Binary Search

When I was learning binary search and saw other people’s implementation, I was confused, I’m sure you did as well. Let’s clear it up. Binary search in the first glance is used to find a value in a sorted sequence, you may write something like this:

def bs(arr, target)
  lo, hi = 0, arr.size-1
  while lo <= hi
    mid = lo + (hi - lo) / 2
    if arr[mid] == target
      return mid
    else if arr[mid] < target
      lo = mid + 1
    else
      hi = mid - 1
  end
  // target not found
end

Easy right? However sometimes you need more than finding a target. Sometimes you may not have a sequence like an array. Let’s take it further, array lookup is essentially a function: given x, f(x) is the search target, and the equality check for finding the target is also just a predicate over f(x): given predicate p, we want to find the first x such that p(f(x)) is true:

def bs(f, p, lo, hi)
  while lo < hi
    mid = lo + (hi - lo) / 2
    if p(f(mid))
      hi = mid
    else
      lo = mid + 1
    end
  end
  return f(lo) if p(f(lo))
end

The two crucial lines are hi = mid and lo = mid+1. When p(mid) is true, we can discard the second half of the search space, since the predicate is true for all elements in it. However, we can not discard mid itself, since it may well be the first element for which p is true. In a similar vein, if p(mid) is false, we can discard the first half of the search space, but this time including mid. p(mid) is false so we don’t need it in our search space. This effectively means we can move the lower bound to mid+1. Also notice that we use lo < hi stead of lo <= hi.

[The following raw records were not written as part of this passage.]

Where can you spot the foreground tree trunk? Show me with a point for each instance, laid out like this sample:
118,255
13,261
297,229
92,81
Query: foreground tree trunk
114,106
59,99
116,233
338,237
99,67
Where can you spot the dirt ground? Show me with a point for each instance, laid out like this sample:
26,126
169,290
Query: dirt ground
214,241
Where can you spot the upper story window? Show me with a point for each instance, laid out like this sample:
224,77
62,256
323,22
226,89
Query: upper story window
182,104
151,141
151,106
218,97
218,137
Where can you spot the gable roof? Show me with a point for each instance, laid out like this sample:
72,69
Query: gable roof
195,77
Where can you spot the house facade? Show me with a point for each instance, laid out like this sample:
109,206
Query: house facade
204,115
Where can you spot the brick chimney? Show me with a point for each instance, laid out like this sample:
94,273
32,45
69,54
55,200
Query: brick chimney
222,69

For an example, see Leetcode problem 74:

def search_matrix_a(matrix, target)
  return false if matrix[0].nil? || matrix[0].empty?
  sub = bsearch(matrix) { |sub| target <= sub[-1] }
  found = bsearch(sub) { |x| x >= target }
  !found.nil? && found == target
end

def bsearch(objs)
  return if objs.nil? || objs.empty?
  lo, hi = 0, objs.length-1
  while lo < hi
    mid = lo + (hi-lo) / 2
    if yield(objs[mid])
      hi = mid
    else
      lo = mid + 1
    end
  end
  return objs[lo] if yield(objs[lo])
end

A similar problem is Leetcode 378. Given a matrix: [⁠[1, 5, 9], [10, 11, 13], [12, 13, 15]]. When k=8, mid=(1+15)/2=8, for each row we find the index of the first element that is larger than mid. Then sum up all the indices and compare it with k: 2+0+0 < k, which means mid is too big, we need to go ‘left’. If it equals k, it means that we have k numbers that smaller or equal than that number, which is exactly what we want – the kth smallest number. Here we use ruby’s build-in bsearch method.

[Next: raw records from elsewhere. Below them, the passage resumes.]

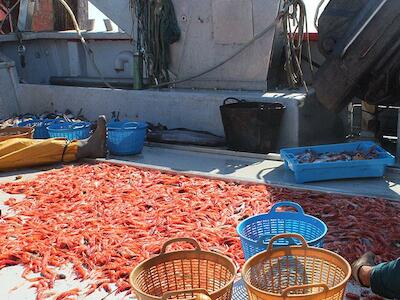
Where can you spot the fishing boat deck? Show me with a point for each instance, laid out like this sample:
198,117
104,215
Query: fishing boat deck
201,162
256,168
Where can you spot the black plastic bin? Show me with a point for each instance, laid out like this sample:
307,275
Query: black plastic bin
251,126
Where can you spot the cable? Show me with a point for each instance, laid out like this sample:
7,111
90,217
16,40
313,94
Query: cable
8,13
285,16
316,17
295,24
258,36
83,41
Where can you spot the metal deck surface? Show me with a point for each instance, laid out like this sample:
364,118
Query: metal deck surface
254,168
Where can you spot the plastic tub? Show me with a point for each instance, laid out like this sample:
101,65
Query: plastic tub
40,126
252,126
256,232
70,130
308,172
126,138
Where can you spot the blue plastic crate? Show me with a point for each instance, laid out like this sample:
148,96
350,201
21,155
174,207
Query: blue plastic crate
70,130
309,172
126,138
40,126
256,232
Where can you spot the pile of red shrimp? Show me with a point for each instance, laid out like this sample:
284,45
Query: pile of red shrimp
105,219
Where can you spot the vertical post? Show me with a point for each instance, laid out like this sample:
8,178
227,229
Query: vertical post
83,14
398,138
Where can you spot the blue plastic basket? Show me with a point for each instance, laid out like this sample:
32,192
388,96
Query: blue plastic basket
308,172
70,130
126,138
256,232
40,126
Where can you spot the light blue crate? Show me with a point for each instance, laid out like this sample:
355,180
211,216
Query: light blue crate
70,130
126,138
256,232
309,172
40,126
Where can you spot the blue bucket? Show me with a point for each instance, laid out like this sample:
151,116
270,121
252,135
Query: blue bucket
40,126
126,138
256,232
70,130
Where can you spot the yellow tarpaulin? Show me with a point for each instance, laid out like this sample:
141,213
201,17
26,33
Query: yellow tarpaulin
22,153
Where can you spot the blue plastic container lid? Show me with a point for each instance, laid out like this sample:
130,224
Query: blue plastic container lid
68,126
127,125
39,122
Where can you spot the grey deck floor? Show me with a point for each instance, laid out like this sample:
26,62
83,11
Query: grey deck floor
205,163
256,169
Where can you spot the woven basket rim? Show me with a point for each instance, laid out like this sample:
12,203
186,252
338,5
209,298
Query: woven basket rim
165,257
246,267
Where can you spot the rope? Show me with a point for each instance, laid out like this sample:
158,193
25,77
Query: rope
295,24
83,41
258,36
293,50
8,13
316,17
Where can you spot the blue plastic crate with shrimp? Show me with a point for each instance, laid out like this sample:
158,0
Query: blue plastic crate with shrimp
256,232
319,169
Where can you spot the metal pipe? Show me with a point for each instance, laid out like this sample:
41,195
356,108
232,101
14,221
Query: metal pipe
123,58
137,71
125,83
398,138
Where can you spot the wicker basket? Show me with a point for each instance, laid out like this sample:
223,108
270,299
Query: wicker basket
186,274
296,272
16,132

def kth_smallest(matrix, k)
  lo, hi = matrix[0][0], matrix[-1][-1]
  (lo..hi).bsearch do |m|
    matrix.map do |x|
      (0..x.length).bsearch { |i| i == x.length || x[i] > m }
    end.sum >= k
  end
end

For a more interesting problem see leetcode 1014, we want to find the least weight capacity(the search space) of the ship such that packages can be shipped within D days(the predicate):

def ship_within_days(weights, d)
  lo, hi = weights.max, weights.sum
  (lo..hi).bsearch do |load|
    days_needed(weights, load) <= d
  end
end

def days_needed(weights, load)
  current_load, days= 0, 1
  weights.each do |w|
    current_load += w
    if current_load > load
      days += 1
      current_load = w
    end
  end
  days
end

In conclusion, binary search is much more than something for searching elements in a sorted array. Just keep these steps in mind:

Find the search space and determine the lower and upper bounds.
Design the predicate.
Deal with edge cases.
Write and test your binary search.